I was an active duty police officer very early in my working career, and a key investigative tool in our training was the skill of observation before intervention. Therefore, no one here is suggesting that LE should not respond to public tips by staying in the station. The real issue is how they respond.
We were taught to respond and observe the situation before deciding to intervene - ESPECIALLY when the situation was innocuous. Before I receive a flurry of posts suggesting inactivity, this is not the case. If we responded to a public call that someone was trying to break into a car (even if it turned out to the owner), we would immediately intervene. Or if two individuals were in a wrestling match that could have turned out to be friendly, there would be immediate intervention after virtually instantaneous observation and assessment of the situation. As a civilian, I was changing a tire, in the dark, late at night when I was checked by an officer. He wanted to be sure I was ok. As I was on the side of a public thoroughfare and although I was not doing anything illegal, his observation would have then switched to assistance mode and he was justified to verify my well-being. Again, good police work and public service.

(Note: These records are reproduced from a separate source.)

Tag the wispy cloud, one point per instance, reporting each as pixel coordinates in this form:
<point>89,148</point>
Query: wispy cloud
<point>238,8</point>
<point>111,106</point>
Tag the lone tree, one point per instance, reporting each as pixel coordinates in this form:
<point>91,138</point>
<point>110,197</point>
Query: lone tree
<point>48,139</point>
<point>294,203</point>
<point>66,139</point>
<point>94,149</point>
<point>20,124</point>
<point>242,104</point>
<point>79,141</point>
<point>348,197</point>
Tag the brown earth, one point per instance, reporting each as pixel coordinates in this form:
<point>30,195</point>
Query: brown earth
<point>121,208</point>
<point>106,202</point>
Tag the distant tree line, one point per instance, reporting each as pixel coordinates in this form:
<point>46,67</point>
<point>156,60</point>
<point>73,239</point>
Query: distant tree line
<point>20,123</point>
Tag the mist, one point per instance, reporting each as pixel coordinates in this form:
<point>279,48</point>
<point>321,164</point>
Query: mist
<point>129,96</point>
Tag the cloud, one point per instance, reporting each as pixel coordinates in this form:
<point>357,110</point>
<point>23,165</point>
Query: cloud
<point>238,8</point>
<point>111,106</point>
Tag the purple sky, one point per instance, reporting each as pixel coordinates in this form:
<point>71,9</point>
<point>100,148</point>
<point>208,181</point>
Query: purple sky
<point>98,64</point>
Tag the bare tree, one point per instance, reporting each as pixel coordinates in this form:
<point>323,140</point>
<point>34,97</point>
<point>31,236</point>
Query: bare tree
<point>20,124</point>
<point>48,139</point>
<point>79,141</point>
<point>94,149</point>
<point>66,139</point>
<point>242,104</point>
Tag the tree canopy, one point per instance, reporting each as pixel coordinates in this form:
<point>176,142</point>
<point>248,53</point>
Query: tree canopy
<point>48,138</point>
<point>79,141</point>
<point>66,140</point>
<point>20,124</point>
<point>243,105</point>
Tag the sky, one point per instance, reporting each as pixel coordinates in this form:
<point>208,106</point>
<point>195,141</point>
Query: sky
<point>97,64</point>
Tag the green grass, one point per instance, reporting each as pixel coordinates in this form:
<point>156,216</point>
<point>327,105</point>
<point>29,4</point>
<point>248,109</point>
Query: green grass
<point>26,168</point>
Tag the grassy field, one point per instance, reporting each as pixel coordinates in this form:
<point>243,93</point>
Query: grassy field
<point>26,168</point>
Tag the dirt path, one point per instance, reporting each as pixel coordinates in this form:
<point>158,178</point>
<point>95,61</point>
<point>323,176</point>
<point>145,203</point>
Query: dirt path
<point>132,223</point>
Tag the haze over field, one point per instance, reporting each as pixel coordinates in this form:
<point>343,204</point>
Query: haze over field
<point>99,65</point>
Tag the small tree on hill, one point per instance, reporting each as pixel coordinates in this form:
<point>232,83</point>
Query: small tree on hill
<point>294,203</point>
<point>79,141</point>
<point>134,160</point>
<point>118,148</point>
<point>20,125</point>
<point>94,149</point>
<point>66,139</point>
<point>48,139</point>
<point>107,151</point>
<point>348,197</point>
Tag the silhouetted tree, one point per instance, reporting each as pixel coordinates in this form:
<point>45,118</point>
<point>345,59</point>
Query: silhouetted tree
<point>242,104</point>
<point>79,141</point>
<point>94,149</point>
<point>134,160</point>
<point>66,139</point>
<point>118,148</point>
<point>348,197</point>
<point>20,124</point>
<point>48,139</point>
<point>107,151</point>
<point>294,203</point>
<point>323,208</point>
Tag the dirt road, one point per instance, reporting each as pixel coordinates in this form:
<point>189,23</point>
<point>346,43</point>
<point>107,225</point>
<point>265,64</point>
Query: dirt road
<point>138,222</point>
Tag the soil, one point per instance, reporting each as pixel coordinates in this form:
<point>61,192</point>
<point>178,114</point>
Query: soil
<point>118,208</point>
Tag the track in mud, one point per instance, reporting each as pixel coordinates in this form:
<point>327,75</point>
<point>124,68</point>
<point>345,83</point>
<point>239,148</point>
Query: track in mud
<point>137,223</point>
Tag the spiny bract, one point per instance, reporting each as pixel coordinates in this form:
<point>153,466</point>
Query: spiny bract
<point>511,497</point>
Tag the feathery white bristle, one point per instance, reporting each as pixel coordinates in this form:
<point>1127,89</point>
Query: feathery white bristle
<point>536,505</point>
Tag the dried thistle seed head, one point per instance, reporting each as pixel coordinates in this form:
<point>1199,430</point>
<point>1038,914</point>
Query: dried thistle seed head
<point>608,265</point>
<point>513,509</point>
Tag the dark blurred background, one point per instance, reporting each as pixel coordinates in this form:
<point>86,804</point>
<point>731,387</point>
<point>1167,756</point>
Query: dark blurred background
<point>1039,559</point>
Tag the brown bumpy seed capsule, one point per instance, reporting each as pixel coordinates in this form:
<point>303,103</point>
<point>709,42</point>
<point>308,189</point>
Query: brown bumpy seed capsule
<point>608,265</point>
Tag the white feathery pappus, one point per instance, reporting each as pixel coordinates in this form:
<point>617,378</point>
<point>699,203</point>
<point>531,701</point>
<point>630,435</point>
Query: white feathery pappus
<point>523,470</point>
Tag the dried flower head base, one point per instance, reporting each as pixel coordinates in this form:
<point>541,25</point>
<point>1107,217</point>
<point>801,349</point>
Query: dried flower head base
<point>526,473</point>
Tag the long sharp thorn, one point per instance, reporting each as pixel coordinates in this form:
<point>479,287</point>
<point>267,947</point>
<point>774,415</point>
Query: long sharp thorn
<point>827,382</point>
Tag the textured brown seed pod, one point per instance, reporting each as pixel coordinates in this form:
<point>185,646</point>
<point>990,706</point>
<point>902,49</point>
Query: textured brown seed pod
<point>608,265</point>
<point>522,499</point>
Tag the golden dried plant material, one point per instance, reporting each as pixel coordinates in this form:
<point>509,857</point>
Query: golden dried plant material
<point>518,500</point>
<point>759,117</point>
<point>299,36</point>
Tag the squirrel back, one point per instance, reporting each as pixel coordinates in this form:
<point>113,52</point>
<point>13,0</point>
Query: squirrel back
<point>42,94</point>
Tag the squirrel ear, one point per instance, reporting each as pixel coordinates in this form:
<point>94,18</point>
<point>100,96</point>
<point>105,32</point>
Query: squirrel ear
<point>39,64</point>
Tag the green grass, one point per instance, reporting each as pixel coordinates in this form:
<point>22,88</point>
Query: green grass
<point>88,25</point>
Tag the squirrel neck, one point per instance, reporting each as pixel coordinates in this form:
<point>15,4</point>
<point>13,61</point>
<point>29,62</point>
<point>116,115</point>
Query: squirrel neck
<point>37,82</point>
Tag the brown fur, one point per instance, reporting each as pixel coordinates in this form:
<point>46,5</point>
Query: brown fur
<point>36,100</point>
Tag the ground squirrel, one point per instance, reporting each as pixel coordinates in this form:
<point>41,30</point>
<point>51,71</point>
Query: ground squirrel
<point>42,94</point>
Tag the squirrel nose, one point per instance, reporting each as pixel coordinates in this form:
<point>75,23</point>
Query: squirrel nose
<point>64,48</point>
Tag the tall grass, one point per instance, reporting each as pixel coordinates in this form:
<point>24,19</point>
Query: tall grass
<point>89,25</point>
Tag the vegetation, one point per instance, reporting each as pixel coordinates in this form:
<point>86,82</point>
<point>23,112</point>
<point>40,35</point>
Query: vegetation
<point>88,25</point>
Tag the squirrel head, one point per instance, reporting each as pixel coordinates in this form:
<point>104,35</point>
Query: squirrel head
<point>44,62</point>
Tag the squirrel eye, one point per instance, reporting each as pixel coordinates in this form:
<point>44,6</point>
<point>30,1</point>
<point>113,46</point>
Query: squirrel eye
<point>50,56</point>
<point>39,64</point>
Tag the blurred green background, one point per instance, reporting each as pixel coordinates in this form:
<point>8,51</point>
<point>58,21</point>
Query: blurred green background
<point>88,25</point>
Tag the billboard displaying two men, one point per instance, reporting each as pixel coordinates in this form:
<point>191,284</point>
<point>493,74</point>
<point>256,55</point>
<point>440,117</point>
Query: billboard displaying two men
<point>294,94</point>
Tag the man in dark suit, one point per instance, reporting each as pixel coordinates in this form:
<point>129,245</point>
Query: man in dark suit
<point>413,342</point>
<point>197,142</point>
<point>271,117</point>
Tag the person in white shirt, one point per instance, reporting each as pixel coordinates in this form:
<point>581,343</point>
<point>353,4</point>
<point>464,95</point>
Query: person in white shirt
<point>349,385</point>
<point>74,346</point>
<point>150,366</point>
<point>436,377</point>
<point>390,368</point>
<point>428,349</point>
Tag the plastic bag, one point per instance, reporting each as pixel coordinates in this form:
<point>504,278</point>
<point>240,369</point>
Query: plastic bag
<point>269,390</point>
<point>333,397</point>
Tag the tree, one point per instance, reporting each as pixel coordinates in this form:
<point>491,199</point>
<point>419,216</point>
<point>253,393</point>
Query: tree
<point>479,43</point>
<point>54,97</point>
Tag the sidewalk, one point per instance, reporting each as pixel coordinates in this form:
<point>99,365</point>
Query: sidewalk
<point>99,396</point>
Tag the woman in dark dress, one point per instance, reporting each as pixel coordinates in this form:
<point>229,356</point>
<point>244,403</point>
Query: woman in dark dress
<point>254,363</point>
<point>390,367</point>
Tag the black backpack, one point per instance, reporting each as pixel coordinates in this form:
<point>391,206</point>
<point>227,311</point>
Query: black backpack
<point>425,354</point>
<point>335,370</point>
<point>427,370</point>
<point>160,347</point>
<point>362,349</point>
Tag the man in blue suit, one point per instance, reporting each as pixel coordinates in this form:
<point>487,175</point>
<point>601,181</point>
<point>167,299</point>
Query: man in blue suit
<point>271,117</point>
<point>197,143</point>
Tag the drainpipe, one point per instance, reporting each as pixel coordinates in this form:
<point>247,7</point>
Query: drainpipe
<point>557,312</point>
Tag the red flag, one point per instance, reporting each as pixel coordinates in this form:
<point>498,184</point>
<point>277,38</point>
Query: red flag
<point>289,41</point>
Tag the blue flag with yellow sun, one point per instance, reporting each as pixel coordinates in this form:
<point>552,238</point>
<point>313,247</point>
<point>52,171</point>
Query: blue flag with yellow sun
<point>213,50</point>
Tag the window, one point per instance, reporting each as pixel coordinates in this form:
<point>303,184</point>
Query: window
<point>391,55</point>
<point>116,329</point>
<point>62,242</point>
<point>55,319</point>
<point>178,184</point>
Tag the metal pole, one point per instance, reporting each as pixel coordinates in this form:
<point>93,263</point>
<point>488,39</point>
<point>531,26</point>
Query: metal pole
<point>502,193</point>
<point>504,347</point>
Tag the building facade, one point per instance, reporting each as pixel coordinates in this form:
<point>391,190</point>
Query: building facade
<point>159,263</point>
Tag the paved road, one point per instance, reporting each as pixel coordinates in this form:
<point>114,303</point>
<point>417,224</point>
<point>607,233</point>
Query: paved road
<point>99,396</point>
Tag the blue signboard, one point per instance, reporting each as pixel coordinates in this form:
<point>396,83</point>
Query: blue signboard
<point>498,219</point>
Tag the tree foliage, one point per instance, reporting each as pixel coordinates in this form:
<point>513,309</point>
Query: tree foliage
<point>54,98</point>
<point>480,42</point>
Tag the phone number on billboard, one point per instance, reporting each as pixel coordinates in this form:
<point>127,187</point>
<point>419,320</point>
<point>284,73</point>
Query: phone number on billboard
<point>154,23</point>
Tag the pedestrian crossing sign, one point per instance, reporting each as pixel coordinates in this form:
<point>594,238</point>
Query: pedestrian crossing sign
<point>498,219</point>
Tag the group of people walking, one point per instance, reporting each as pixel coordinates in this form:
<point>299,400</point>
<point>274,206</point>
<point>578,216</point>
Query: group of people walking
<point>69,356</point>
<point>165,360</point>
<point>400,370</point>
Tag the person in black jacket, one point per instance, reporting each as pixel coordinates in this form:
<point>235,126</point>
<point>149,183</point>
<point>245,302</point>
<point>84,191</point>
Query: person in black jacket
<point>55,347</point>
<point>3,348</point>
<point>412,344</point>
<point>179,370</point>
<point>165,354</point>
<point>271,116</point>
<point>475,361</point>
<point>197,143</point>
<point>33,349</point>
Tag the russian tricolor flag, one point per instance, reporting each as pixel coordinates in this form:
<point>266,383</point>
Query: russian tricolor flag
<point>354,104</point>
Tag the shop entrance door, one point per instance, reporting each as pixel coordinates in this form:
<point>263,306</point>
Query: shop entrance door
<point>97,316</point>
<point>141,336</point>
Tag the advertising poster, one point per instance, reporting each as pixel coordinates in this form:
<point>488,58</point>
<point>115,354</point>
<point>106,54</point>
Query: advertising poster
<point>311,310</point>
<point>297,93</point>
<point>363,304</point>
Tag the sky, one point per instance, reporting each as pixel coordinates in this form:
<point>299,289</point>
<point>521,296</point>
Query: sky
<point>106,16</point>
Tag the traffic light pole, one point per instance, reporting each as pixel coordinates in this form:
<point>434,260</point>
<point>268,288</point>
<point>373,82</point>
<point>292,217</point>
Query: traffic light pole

The sight of someone taking photographs would not justify a direct intervention unless that person had his tripod set up in a hazardous location (like in the middle of the street) or on private property. The notion that public buildings are somehow "targets" is absurd given the previously posted sources of photographs available extensively throughout the web. As a police officer, observe certainly, but go up and harass him/her with questions? No, that is intrusive.
If this is permitted for photography, where will it end? The OP is standing in the same place sketching a street scene (as an artist) and gets hassled? Or the OP is hassled for filling in notes in his daytimer, at that same place, as he happened to have a creative thought about some business problem totally unrelated. This is a slippery slope where potentially the act of 3 people standing together conversing becomes a suspicious assembly. Welcome to Germany in the late 1930s!
Back to the point about good police work. Contrast the hassle I received (as outlined in a previous posting by me) for photographing NOTHING of national security importance. Two police officers harassing me on a public street corner, questioning what I was doing and still demanding ID after I provided a completely plausible, polite reply, and then running my ID through the car computer when I complied (for expediency).
Then, on a completely different occasion, I am a mile or so outside a nearby town waiting to photograph a steam train due to go by on a single set of rail tracks. No one is around me for several miles/kms. My car is safely parked off the road on an approach to a farmers field. My tripod is set-up in the ditch well off the gravel road and the rail tracks with my MF RB67 on it, awaiting the steam train. During that time, someone must have called me in, as a local police car from that nearly town (I still know the car codes) comes up and stops about 1/2 mile away from me. She watched me for a bit, then she drives by on the road, has a quick look at what I am doing, and then drives off. THAT is GOOD police work. There was NO REASON for her to stop and question me. THAT is what should have happened to the OP - not getting rousted with intrusive questions by the FBI. If I had been on the rail tracks that day, then I was a trespasser and a hazard on private property and THAT would justify a full LE intervention.
I remain convinced that our freedoms are being eroded by sloppy and intrusive police work encouraged by draconian legislation changes driven by keeping an ignorant public amped up with unnecessary fear. Unfortunately, we photographers, by virtue of the curse of the visibility of our tripods, are an EASY and ACCESSIBLE first-order target for this type of harassment and intrusion. We should be Ghandi-like in our non-violent resistance to this unwarranted harassment when engaging in a perfectly legal pursuit in a so-called "free" society.